Fethullah Hoca'nın yurtdışındaki okullarını ve harp okullarını ben de gezdim. Galiba benzerlerini fazlasıyla gördüğümden, beni böylesine şaşkına çevirmemişti. Hele hele Fethullah Hoca'nınkiler bırakın etkilemeyi kafamda bir sürü soru işareti bırakmıştı. Ama harp okulları, sivil öğretim kurumlarında görülmeyen bir atılım içerisindeydi...
Sanırım 5, 6 yıl önceydi.
"2000'li Yılların Komutanları" diye 15 günlük bir yazı dizisi yaptım. Harp okullarını öyle vitrin gezer gibi değil günlerce inceledim, uzun uzun görüşmeler yaptım. Geçekten etkileyiciydi. Siyasilerin, kamuoyunun eğitim konusundaki duyarsızlığı, onlarda aşırı duyarlılığa dönüşmüştü. En iyi öğrencileri alıyor, en iyi eğitim ortamanı sunuyor ve gelişmiş ülkelerle sıkı bir ilişki içerisine giriyorlardı.
Her şeyden önce
"iyi asker, iyi komutan" yetiştirilmesi gerektiğine gönülden inanmışlardı. Aslında onlar olması gerekeni yapıyorlardı. Yaptıklarının şimdi bu kadar abartılı gözükmesi, diğer kurumların zaafiyetinden kaynaklanıyor. Örneğin Milli Eğitim Bakanlığı
iyi öğretmen, Adalet Bakanlığı
iyi hukukçu, İçişleri Bakanlığı da
iyi polis istese ve bunun için askerler gibi gayret gösterse, benzer sonuç almaları işten bile değil. Ama yapmıyorlar...

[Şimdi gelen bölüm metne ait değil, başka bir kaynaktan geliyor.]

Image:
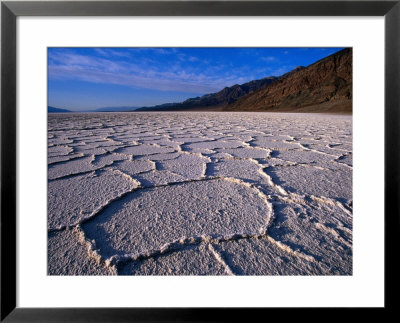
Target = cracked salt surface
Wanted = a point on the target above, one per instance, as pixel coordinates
(199, 194)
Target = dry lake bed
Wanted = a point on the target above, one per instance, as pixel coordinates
(199, 193)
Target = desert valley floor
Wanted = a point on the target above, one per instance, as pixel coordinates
(199, 193)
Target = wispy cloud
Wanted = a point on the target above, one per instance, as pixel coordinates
(69, 65)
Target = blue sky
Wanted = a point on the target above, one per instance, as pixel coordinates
(89, 78)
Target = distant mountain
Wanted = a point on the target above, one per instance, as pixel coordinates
(56, 110)
(222, 98)
(325, 86)
(114, 109)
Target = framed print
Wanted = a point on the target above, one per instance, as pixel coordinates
(194, 151)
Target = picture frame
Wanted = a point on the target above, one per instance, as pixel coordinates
(10, 10)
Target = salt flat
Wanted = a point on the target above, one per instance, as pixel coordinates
(199, 193)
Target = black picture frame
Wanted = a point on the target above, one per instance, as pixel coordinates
(10, 10)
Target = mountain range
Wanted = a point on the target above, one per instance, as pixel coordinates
(324, 86)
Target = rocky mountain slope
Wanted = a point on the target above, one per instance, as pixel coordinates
(325, 86)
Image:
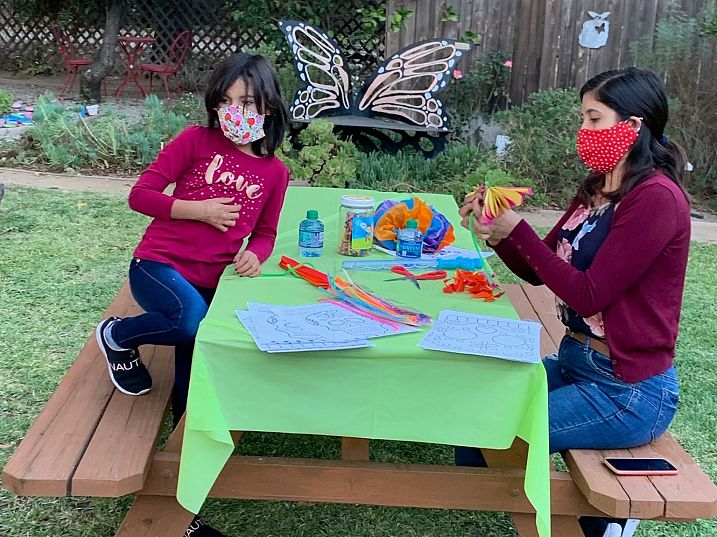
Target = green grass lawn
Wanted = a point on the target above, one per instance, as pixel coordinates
(63, 257)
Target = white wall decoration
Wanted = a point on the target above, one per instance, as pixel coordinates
(595, 30)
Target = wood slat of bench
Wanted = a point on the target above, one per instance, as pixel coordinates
(118, 456)
(645, 501)
(526, 312)
(543, 301)
(597, 483)
(154, 516)
(690, 494)
(45, 460)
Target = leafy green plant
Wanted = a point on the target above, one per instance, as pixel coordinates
(399, 18)
(408, 171)
(324, 159)
(471, 37)
(710, 25)
(61, 139)
(542, 151)
(372, 19)
(5, 101)
(449, 14)
(482, 90)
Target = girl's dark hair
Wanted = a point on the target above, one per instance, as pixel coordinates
(256, 73)
(641, 93)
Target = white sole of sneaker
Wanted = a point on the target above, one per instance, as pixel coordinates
(98, 337)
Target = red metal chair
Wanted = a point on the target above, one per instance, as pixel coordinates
(72, 62)
(177, 51)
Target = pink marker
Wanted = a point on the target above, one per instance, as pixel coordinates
(362, 313)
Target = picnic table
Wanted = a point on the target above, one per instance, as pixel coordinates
(64, 452)
(393, 391)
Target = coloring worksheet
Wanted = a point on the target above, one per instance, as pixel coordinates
(468, 333)
(312, 327)
(278, 342)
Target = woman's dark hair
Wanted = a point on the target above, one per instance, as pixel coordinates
(256, 73)
(641, 93)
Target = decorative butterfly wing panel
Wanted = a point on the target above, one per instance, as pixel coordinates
(322, 69)
(406, 84)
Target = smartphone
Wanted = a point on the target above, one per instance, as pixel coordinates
(647, 466)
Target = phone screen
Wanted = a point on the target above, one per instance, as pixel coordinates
(640, 465)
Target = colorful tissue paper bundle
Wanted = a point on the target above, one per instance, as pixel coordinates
(392, 215)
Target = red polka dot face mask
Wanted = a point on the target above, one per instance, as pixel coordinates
(602, 149)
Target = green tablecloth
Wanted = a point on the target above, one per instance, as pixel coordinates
(393, 391)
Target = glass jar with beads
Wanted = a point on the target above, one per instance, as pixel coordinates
(356, 225)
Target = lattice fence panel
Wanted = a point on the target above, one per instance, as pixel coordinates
(215, 34)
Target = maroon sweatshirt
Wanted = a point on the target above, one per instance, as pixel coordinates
(202, 163)
(636, 278)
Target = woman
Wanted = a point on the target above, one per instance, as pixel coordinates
(616, 262)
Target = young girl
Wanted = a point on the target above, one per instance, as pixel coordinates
(228, 191)
(616, 262)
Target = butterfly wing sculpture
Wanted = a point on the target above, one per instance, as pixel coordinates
(498, 199)
(403, 88)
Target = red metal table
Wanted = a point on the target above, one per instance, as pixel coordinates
(132, 47)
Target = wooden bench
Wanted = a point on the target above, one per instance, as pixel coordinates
(69, 451)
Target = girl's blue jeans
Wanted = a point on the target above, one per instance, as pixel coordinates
(174, 308)
(589, 407)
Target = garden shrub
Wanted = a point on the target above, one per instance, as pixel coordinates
(64, 141)
(454, 171)
(483, 90)
(678, 54)
(324, 159)
(5, 101)
(543, 150)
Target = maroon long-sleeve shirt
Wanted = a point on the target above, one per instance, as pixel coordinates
(636, 278)
(204, 164)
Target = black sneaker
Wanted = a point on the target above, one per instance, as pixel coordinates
(127, 372)
(199, 529)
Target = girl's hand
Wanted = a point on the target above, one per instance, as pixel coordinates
(247, 264)
(221, 213)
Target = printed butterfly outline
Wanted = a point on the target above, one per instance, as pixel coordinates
(404, 87)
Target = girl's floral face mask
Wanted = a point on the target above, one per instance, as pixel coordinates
(241, 126)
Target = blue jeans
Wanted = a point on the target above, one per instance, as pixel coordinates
(174, 308)
(589, 407)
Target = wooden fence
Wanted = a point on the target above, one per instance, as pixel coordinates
(542, 35)
(27, 37)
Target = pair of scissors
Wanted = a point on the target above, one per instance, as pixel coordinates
(413, 278)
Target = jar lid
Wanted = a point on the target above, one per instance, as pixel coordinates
(354, 201)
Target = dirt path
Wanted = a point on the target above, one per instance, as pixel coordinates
(702, 230)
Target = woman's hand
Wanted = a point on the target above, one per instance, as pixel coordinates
(503, 225)
(247, 264)
(500, 228)
(220, 213)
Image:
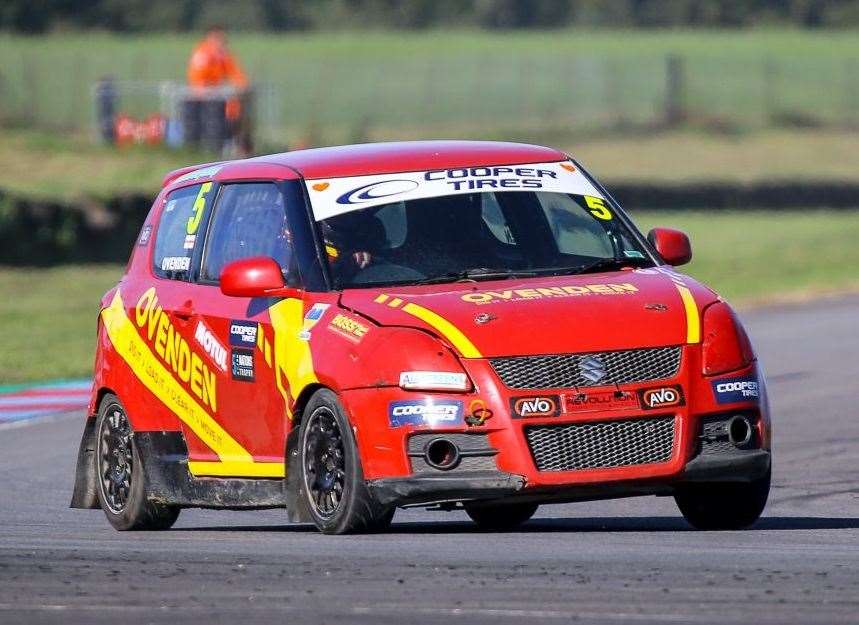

Bu arada sivil öğretim kurumlarına karşı çok büyük haksızlık yapıldığının da altını çizmeden geçemeyeceğim. Bugün Türkiye'de Fethullah Hoca'nın okullarından çok daha iyi, askeri okullardan hiç de aşağı kalmayan pek çok okul var. Ama anlı, şanlı medyacılar oraları ziyaret etmediğinden seslerini pek duyuramıyorlar.
Milli Eğitim Bakanı, YÖK Başkanı, özel okul dernekleri bence hiç zaman geçirmeden aynı gazeteci ekibini kendi okullarına da davet ederek Türkiye'de başka iyi okulların da olduğunu göstermelidir.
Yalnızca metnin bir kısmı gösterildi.